I need to process big Excel files. My problem is heap space especially with XLS format. I need to retrieve the file from the database in chuncks.
So far I have the file in the database in chunks of 40kb. I have an Import table (storing general information related to the import, for instance start and end time, data type etc.) and an ImportData table (containing the chunks of data as blobs).
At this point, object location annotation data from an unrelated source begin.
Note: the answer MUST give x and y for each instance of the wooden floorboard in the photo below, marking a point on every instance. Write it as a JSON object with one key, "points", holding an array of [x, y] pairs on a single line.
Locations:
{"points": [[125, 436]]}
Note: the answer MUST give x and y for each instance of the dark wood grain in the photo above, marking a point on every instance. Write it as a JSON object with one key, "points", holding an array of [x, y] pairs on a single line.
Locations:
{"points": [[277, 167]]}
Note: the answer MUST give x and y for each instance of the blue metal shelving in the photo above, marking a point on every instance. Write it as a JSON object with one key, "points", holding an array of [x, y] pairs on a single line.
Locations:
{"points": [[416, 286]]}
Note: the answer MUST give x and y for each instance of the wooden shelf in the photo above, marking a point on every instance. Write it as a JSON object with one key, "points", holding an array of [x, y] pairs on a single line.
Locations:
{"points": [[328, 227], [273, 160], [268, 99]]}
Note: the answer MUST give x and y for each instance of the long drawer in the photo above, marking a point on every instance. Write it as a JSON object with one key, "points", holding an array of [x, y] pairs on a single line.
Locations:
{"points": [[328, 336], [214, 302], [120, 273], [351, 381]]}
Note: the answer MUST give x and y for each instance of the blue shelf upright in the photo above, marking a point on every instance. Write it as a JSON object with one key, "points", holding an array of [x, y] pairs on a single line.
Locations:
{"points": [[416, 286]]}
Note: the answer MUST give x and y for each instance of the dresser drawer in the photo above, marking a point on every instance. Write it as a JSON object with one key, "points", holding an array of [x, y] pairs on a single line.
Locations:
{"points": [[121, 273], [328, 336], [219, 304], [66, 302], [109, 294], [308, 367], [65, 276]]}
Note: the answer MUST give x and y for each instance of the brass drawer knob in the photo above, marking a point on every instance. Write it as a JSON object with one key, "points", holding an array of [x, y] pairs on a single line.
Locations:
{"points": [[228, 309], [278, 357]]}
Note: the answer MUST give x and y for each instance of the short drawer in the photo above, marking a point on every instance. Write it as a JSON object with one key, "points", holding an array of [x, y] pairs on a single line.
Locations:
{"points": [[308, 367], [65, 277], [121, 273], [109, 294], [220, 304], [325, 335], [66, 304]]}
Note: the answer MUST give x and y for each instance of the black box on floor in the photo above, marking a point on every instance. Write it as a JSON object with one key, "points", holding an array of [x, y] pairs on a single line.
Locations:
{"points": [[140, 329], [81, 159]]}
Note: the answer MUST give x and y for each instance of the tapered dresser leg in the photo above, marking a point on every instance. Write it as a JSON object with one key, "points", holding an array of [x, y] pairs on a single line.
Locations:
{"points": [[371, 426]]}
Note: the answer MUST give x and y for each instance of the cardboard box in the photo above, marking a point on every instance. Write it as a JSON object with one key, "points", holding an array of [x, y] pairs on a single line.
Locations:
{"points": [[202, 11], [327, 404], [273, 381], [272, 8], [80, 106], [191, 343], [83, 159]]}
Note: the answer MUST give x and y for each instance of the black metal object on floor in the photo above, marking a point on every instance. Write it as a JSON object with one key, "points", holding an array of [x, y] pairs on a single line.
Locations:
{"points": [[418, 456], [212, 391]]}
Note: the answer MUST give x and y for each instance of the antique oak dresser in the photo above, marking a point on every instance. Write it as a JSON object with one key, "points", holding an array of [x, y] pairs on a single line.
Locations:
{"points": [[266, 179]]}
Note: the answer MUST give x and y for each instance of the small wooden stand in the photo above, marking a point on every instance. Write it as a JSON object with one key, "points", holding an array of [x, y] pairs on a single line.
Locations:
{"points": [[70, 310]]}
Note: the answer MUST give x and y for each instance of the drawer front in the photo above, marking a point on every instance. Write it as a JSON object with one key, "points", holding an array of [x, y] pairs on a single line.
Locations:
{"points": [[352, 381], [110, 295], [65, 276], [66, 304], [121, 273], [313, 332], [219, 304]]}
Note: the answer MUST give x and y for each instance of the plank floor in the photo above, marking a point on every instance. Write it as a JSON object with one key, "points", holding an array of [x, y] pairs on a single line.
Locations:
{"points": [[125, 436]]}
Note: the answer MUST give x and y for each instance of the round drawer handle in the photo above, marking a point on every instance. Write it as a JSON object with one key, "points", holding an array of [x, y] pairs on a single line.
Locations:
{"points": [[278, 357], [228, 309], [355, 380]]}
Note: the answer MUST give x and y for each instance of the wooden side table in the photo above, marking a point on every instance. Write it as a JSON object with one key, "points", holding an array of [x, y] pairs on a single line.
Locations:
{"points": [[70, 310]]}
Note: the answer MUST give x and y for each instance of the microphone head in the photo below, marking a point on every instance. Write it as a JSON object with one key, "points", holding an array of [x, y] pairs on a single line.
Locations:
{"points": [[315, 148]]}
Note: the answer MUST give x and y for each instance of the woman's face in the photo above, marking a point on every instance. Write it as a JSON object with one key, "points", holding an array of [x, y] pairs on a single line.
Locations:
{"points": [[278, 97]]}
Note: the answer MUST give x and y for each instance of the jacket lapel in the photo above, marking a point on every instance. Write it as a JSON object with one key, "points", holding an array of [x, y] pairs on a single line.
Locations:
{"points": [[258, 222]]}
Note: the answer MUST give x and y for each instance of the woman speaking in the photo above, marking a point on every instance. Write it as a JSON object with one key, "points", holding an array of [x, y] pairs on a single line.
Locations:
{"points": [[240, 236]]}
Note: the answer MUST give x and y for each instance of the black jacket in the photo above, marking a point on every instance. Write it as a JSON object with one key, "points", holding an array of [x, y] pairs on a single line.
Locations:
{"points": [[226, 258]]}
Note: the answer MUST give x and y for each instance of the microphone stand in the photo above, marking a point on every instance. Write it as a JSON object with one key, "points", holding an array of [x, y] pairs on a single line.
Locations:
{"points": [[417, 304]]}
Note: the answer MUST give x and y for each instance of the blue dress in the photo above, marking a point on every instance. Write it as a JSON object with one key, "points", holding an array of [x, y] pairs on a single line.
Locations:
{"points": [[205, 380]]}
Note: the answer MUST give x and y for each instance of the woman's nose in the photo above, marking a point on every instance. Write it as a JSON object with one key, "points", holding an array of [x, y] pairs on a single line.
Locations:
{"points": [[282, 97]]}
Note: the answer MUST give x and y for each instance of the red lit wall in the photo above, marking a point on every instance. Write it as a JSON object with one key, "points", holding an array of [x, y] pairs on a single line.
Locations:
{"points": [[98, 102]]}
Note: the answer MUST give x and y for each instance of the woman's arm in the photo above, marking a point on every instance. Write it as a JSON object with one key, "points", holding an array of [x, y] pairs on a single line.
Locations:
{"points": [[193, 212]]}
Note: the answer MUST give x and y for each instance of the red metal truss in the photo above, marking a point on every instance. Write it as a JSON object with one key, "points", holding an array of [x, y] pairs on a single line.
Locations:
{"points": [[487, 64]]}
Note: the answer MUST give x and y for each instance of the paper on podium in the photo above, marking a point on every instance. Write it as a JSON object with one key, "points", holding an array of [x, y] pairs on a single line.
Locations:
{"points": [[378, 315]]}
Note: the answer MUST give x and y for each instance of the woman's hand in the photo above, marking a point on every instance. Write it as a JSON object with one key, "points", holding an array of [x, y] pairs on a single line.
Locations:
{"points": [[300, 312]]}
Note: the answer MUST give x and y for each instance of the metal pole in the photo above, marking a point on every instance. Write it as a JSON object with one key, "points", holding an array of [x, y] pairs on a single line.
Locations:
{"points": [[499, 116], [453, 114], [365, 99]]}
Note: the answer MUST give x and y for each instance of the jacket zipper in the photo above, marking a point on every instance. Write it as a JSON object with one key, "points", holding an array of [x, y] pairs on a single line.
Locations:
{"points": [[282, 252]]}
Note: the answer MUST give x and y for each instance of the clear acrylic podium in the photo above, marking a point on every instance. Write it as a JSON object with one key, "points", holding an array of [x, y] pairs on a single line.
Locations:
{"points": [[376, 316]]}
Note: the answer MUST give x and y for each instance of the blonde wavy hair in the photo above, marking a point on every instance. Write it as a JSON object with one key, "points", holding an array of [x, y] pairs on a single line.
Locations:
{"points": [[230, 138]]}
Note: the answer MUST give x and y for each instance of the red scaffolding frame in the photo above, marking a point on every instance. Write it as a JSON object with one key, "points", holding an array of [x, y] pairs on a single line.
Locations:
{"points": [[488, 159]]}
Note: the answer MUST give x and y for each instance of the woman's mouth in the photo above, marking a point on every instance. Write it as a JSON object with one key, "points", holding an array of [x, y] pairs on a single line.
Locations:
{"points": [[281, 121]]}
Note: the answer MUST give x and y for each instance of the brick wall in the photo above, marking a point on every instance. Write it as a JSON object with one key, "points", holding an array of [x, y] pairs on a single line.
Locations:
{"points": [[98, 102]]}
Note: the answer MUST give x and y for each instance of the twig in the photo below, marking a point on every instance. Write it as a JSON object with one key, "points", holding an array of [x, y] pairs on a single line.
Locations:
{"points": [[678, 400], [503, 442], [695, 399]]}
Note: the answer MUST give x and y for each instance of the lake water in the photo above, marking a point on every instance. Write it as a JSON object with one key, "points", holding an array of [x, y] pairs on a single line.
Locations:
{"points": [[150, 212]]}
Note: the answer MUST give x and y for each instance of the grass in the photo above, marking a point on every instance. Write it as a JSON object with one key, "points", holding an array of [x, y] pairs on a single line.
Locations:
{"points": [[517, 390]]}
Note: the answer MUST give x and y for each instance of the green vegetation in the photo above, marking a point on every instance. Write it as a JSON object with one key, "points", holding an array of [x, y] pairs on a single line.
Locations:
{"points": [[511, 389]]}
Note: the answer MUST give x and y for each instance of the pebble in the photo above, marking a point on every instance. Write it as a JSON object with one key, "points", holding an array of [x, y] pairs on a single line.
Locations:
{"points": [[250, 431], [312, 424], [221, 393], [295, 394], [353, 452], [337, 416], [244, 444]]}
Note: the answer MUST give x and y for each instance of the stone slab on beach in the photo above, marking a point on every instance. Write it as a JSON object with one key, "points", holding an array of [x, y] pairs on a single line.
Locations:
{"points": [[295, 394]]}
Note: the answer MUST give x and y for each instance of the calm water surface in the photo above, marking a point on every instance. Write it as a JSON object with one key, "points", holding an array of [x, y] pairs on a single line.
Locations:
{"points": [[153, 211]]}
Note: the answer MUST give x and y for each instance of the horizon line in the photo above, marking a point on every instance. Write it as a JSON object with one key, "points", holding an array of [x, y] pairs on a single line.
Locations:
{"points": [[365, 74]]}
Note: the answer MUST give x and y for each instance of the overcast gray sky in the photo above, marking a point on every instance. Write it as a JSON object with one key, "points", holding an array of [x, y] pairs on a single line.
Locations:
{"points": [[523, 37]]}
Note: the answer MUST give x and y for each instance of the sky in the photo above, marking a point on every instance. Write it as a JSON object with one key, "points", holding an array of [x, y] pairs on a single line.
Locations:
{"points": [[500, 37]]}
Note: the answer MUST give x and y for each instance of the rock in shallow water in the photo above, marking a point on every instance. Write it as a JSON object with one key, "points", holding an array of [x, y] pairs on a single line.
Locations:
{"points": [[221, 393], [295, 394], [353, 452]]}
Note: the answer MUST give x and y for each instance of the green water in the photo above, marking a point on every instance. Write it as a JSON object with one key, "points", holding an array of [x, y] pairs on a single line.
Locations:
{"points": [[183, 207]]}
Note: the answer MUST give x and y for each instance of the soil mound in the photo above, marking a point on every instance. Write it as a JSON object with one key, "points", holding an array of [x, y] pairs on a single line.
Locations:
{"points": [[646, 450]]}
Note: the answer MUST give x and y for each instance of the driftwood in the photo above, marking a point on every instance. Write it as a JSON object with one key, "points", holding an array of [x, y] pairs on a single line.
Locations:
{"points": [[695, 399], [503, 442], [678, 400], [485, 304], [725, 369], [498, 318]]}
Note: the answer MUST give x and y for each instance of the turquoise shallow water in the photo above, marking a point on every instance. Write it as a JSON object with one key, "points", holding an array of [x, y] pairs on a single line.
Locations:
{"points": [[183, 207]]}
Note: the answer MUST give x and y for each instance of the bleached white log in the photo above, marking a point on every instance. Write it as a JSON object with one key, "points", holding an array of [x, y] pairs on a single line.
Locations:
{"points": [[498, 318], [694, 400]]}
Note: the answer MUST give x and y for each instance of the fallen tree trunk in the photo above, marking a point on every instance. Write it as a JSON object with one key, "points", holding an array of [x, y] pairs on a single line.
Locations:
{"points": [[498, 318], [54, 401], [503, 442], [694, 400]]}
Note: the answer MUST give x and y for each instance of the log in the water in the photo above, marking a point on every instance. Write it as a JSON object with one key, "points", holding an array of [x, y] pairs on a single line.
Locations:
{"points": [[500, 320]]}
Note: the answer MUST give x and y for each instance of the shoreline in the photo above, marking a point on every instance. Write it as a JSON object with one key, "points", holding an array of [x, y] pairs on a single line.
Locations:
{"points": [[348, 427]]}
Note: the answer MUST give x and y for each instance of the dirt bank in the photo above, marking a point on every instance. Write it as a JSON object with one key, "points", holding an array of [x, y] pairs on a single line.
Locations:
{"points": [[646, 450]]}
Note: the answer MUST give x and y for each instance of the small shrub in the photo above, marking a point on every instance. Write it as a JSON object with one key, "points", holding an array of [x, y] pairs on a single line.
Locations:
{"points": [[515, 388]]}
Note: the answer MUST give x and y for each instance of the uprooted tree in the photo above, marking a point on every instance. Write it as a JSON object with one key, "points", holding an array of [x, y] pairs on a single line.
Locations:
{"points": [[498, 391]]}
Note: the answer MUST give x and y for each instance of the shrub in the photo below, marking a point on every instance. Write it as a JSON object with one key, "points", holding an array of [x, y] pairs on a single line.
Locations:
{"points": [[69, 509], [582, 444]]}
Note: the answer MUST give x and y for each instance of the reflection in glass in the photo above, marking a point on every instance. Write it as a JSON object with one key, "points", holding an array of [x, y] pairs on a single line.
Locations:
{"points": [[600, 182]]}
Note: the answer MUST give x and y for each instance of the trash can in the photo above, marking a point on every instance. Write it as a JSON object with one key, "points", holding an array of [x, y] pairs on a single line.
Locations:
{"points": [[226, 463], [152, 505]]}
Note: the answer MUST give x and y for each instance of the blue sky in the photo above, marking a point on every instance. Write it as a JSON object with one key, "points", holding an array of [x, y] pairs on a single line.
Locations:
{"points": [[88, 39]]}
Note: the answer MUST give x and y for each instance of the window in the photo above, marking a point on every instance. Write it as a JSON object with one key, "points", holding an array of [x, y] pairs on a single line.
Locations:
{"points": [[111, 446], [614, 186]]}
I have a one to many relation between Import and ImportData:
Code:
<hibernate-mapping>
<class name="com.company.import.pojos.Import table="IMPORT_TABLE">
<id name="id" type="integer">
<column name="ID" />
<generator class="some.id.generator.IdGenerator"></generator>
</id>
<property name="startTime" type="timestamp">
<column name="START" />
</property>
<property name="endTime" type="timestamp">
<column name="END" />
</property>
<property lazy="false" name="datatzpe" type="com.company.import.enums.ImportDataType">
<column name="DATATYPE" />
</property>
<bag name="importDataList" table="IMPORT_DATA" lazy="true" cascade="all" inverse="false">
<key column="IMPORT_TABLE_ID"/>
<one-to-many class="com.company.import.pojos.ImportData"/>
</bag>
</class>
</hibernate-mapping>
<hibernate-mapping> <class name="com.company.import.pojos.ImportData" table="IMPORT_DATA">
<id name="id" type="integer">
<column name="ID" />
<generator class="some.id.generator.IdGenerator"></generator>
</id>
<property name="importTableID" type="integer">
<column name="IMPORT_TABLE_ID" />
</property>
<property name="data" type="binary">
<column name="DATA" />
</property>
<property name="order" type="integer">
<column name="ORDER" />
</property> </class>
</hibernate-mapping>
I use Hibernate (4.2.3.Final), but even lazy loading in not an option because then I will have the whole list of ImportData objects in memory which is why I get an OutOfMemoryError and I want to avoid that.
Providing more memory is not an option (the application runs on a container that runs other applications as well, and several users might process files at the same time so the heaps space problem will eventually happen), therefore I am looking for a way to always read the next chunk of data and provide it to the stream that is given to the Aspose API.